# 3 basic approaches in Bag of Words which are better than Word Embeddings

[3 basic approaches in Bag of Words which are better than Word Embeddings](https://towardsdatascience.com/3-basic-approaches-in-bag-of-words-which-are-better-than-word-embeddings-c2cbc7398016)

3 basic approaches in Bag of Word which are better than Word Embedding

Nowadays, every one is talking about Word (or Character, Sentence, Document) Embeddings. Is Bag of Words still worth using? Should we apply embedding in any scenario?
After reading this article, you will know:
- Why people say that Word Embedding is the silver bullet?
- When does Bag of Words win over Word Embeddings?
- 3 basic approaches in Bag of Words
- How can we build Bag of Words in a few line?

# Why somebody say that Word Embeddings are the silver bullet?
In the-state-of-art of the NLP field, Embedding is the success way to resolve text related problem and outperform Bag of Words (BoW). Indeed, BoW introduced limitations large feature dimension, sparse representation etc.
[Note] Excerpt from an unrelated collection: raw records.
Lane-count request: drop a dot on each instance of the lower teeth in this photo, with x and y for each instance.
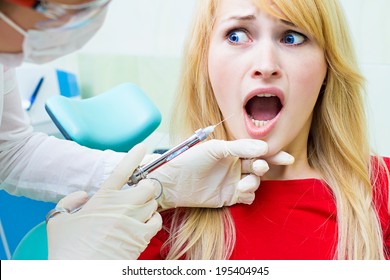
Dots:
(260, 123)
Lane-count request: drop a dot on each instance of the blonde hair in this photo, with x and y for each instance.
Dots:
(336, 148)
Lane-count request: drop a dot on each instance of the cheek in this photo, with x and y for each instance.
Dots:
(310, 76)
(224, 83)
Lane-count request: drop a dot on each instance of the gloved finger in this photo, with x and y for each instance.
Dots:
(246, 198)
(142, 213)
(246, 189)
(154, 225)
(146, 190)
(125, 168)
(248, 184)
(256, 166)
(243, 148)
(281, 158)
(73, 200)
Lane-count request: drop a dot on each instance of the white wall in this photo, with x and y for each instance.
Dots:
(370, 26)
(157, 28)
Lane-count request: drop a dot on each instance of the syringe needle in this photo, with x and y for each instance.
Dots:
(223, 120)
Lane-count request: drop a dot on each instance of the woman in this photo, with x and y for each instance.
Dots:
(286, 72)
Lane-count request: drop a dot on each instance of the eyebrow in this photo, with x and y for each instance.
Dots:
(239, 18)
(251, 17)
(289, 23)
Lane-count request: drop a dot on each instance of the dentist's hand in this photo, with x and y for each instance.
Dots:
(215, 174)
(113, 224)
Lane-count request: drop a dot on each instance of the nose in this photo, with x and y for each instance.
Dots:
(266, 62)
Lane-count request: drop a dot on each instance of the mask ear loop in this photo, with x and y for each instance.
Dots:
(12, 24)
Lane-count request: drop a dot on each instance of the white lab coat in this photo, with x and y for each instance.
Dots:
(39, 166)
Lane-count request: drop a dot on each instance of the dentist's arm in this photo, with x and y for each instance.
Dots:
(113, 224)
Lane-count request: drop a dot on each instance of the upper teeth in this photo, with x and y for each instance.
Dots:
(266, 95)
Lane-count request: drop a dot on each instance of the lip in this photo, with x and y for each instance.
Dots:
(261, 132)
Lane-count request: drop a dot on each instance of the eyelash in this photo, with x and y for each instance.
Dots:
(288, 32)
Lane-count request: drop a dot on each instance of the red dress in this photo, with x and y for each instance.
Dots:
(293, 219)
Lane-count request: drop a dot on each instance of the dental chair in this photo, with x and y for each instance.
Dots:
(117, 119)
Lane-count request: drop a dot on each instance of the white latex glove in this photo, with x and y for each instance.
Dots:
(215, 174)
(113, 224)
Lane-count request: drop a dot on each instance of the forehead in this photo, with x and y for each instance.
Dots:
(238, 9)
(227, 8)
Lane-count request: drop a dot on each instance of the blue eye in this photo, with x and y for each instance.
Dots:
(293, 38)
(238, 37)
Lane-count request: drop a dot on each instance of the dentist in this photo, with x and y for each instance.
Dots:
(41, 167)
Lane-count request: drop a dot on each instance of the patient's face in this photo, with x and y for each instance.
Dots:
(265, 72)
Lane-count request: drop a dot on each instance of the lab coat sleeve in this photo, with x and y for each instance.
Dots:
(43, 167)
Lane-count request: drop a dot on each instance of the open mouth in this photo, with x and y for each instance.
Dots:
(263, 108)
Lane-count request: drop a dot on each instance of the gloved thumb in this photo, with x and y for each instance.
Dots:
(125, 168)
(73, 200)
(242, 148)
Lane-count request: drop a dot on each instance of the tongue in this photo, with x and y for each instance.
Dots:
(263, 108)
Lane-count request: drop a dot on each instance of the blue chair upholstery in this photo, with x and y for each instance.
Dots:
(33, 246)
(117, 119)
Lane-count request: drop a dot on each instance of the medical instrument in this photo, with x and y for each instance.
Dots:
(199, 135)
(34, 94)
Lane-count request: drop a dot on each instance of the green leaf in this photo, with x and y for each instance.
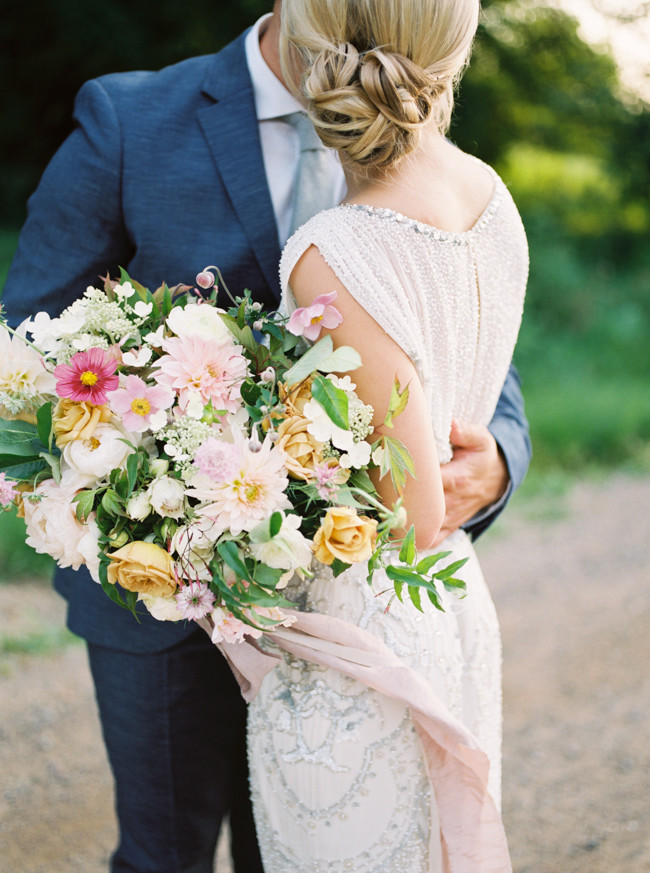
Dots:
(433, 597)
(85, 501)
(230, 554)
(132, 466)
(451, 569)
(267, 577)
(54, 462)
(397, 461)
(44, 424)
(275, 524)
(423, 566)
(24, 471)
(339, 567)
(404, 574)
(111, 503)
(310, 361)
(333, 400)
(397, 403)
(166, 301)
(453, 584)
(414, 594)
(267, 529)
(408, 554)
(17, 439)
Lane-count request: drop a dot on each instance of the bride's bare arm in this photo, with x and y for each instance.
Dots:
(383, 361)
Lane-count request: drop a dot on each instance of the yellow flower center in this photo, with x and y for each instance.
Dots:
(88, 377)
(213, 370)
(140, 406)
(251, 493)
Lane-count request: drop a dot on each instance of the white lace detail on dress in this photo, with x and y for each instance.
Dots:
(337, 775)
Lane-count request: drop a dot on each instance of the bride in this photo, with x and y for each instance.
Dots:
(429, 261)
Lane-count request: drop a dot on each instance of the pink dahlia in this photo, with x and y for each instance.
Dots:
(88, 377)
(253, 490)
(308, 321)
(211, 368)
(137, 402)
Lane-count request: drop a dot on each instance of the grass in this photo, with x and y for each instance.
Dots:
(43, 642)
(582, 354)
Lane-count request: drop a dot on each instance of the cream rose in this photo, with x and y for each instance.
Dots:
(167, 497)
(138, 506)
(53, 528)
(294, 397)
(198, 319)
(345, 536)
(74, 420)
(303, 451)
(97, 456)
(288, 550)
(143, 567)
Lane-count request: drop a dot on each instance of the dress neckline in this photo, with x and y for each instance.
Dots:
(430, 230)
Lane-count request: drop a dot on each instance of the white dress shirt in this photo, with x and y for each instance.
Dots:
(279, 140)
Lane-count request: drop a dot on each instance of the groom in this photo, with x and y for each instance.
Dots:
(163, 174)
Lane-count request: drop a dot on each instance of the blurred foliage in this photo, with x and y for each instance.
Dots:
(546, 109)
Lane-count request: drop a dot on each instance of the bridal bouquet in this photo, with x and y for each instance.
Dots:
(194, 459)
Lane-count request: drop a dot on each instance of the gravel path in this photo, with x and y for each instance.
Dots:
(570, 579)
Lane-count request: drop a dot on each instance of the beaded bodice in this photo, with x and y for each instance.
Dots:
(452, 301)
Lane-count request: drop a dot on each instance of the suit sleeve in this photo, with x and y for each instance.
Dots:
(509, 427)
(75, 229)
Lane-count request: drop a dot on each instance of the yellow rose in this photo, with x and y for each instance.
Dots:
(345, 535)
(77, 420)
(143, 567)
(294, 397)
(22, 488)
(302, 450)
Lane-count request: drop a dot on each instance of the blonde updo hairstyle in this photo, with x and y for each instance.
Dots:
(373, 73)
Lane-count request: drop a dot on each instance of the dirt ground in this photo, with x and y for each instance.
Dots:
(571, 581)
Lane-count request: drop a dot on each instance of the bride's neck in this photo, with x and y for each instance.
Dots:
(426, 162)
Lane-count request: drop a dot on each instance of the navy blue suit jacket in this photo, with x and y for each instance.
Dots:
(163, 175)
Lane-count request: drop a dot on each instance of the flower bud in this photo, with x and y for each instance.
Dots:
(205, 279)
(267, 376)
(158, 467)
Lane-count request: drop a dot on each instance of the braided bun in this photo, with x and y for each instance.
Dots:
(372, 102)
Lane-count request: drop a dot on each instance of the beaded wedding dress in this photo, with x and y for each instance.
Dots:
(337, 775)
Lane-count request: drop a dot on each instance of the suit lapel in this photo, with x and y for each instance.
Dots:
(230, 128)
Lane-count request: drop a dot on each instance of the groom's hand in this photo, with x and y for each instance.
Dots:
(475, 478)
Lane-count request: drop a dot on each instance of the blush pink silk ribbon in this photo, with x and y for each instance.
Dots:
(471, 830)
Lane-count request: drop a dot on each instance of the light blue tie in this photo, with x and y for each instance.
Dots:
(313, 189)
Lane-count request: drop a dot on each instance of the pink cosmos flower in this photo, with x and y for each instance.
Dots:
(137, 402)
(7, 490)
(88, 377)
(195, 600)
(211, 368)
(308, 321)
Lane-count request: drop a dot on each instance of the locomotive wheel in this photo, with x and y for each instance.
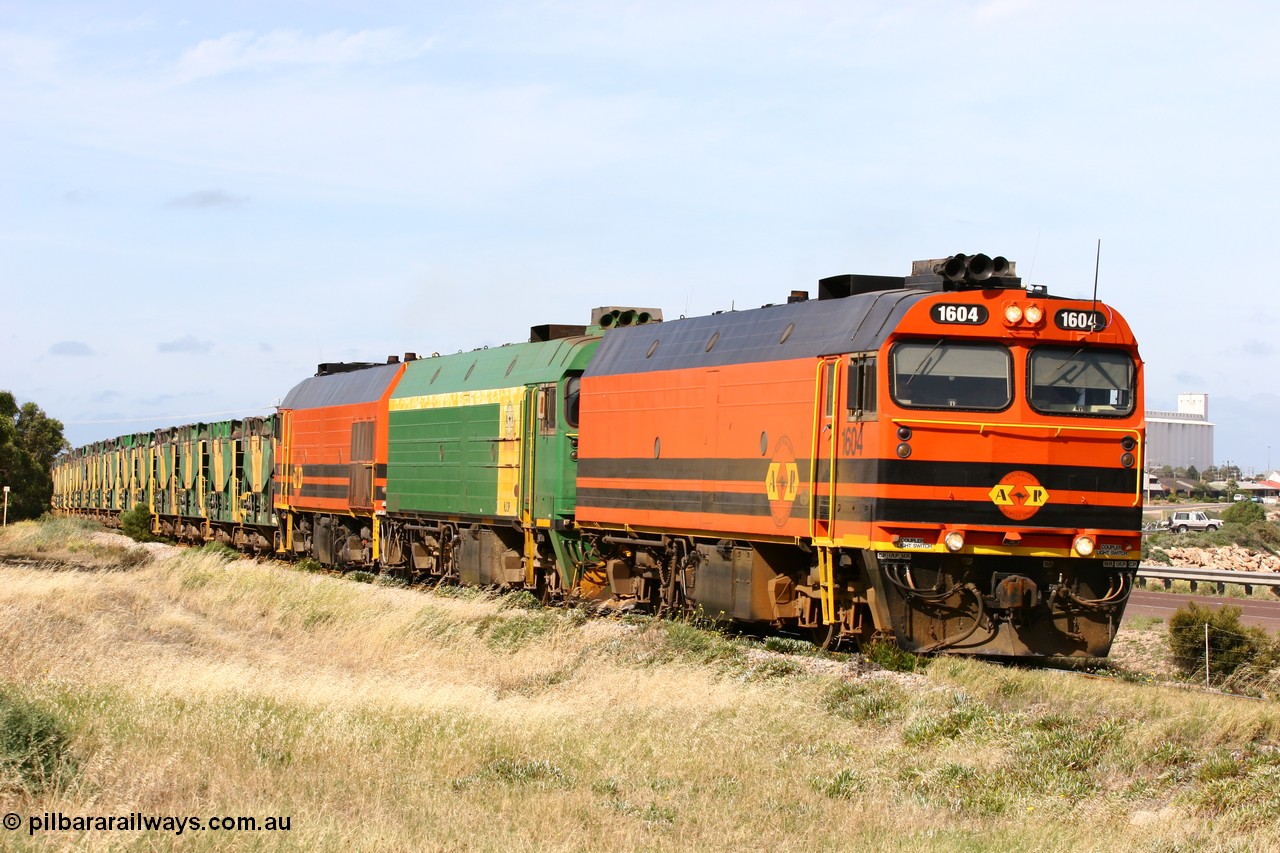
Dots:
(824, 637)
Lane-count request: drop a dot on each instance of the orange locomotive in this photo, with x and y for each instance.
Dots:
(950, 460)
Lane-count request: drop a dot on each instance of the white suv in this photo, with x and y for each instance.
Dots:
(1185, 520)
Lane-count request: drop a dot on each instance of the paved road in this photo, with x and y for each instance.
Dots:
(1255, 611)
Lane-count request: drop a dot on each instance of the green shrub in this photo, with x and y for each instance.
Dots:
(520, 600)
(888, 656)
(1230, 644)
(136, 524)
(33, 744)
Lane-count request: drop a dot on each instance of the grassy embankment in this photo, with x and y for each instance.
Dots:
(384, 719)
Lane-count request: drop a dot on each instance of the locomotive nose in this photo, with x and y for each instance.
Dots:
(1015, 592)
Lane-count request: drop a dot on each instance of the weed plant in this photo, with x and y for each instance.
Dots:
(33, 746)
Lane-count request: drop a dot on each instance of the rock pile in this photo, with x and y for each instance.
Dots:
(1233, 557)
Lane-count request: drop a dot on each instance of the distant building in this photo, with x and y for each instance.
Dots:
(1180, 438)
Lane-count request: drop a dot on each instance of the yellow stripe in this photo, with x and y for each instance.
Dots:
(456, 398)
(510, 418)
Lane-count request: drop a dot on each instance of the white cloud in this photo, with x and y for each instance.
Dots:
(206, 199)
(248, 51)
(188, 343)
(76, 349)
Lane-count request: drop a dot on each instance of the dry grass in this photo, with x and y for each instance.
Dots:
(384, 719)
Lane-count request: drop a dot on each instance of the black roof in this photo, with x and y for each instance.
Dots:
(361, 386)
(856, 323)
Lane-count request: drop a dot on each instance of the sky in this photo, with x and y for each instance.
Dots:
(199, 203)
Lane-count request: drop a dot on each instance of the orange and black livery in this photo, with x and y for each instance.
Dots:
(947, 459)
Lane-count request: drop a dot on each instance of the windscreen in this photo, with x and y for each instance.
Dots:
(1083, 381)
(940, 374)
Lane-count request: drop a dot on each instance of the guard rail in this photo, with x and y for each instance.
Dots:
(1217, 576)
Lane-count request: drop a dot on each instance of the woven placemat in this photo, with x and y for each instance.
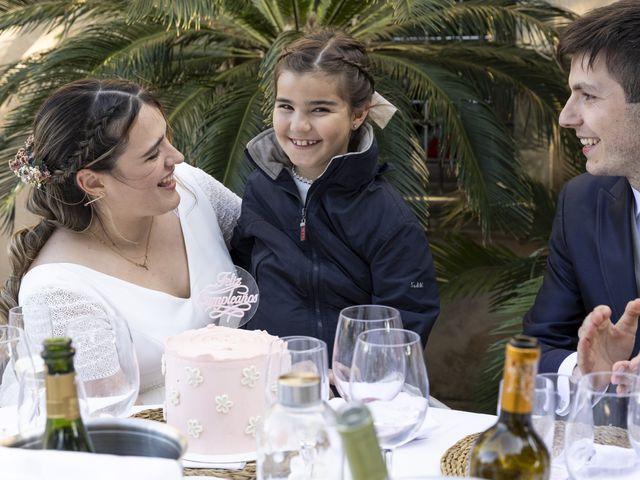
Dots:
(248, 473)
(455, 461)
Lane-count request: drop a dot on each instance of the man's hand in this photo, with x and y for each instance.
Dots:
(601, 343)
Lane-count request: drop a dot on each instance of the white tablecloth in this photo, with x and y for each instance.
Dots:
(420, 457)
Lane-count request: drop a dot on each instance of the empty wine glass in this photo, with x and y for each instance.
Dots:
(597, 443)
(106, 364)
(351, 323)
(36, 322)
(389, 374)
(20, 386)
(296, 354)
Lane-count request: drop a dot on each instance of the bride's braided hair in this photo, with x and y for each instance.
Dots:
(84, 124)
(331, 53)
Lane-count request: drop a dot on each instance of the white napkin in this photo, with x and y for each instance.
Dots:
(23, 464)
(427, 426)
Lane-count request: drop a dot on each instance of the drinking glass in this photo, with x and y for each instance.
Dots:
(601, 425)
(554, 396)
(20, 387)
(36, 322)
(351, 323)
(389, 374)
(296, 354)
(106, 364)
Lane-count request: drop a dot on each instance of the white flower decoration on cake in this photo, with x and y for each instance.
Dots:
(174, 397)
(223, 403)
(250, 376)
(252, 425)
(194, 428)
(194, 377)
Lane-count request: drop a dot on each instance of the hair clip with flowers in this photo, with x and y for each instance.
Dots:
(23, 165)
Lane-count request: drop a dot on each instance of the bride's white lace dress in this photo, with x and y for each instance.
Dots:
(208, 212)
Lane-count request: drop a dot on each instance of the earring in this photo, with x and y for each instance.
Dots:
(99, 197)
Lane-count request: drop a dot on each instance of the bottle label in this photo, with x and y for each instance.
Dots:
(62, 397)
(520, 369)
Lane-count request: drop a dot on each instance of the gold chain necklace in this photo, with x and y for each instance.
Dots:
(306, 180)
(114, 247)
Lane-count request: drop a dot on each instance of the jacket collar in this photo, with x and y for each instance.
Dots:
(350, 169)
(615, 243)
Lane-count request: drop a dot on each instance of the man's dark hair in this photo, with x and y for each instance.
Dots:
(612, 32)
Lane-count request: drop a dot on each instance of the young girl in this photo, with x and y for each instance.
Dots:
(320, 229)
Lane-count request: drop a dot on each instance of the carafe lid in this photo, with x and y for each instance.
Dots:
(298, 389)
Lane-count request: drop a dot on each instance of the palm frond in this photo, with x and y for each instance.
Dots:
(233, 120)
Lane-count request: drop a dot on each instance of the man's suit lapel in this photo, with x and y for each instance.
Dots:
(615, 245)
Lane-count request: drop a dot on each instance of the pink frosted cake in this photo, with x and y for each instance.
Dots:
(215, 387)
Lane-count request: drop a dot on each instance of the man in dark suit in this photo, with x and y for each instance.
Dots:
(586, 312)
For word embedding, you may check out my previous post. 

Should we still use BoW? We may better use BoW in some scenarios.

# When does Bag of Words win over Word Embeddings?
You may still consider to use BoW rather than Word Embedding in the following situations:
- Building an baseline model. By using scikit-learn, there is just a few lines of code to build model. Later on, can using Deep Learning to bit it.
- If your dataset is small and context is domain specific, BoW may work better than Word Embedding. Context is very domain specific which means that you cannot find corresponding Vector from pre-trained word embedding models (GloVe, fastText etc).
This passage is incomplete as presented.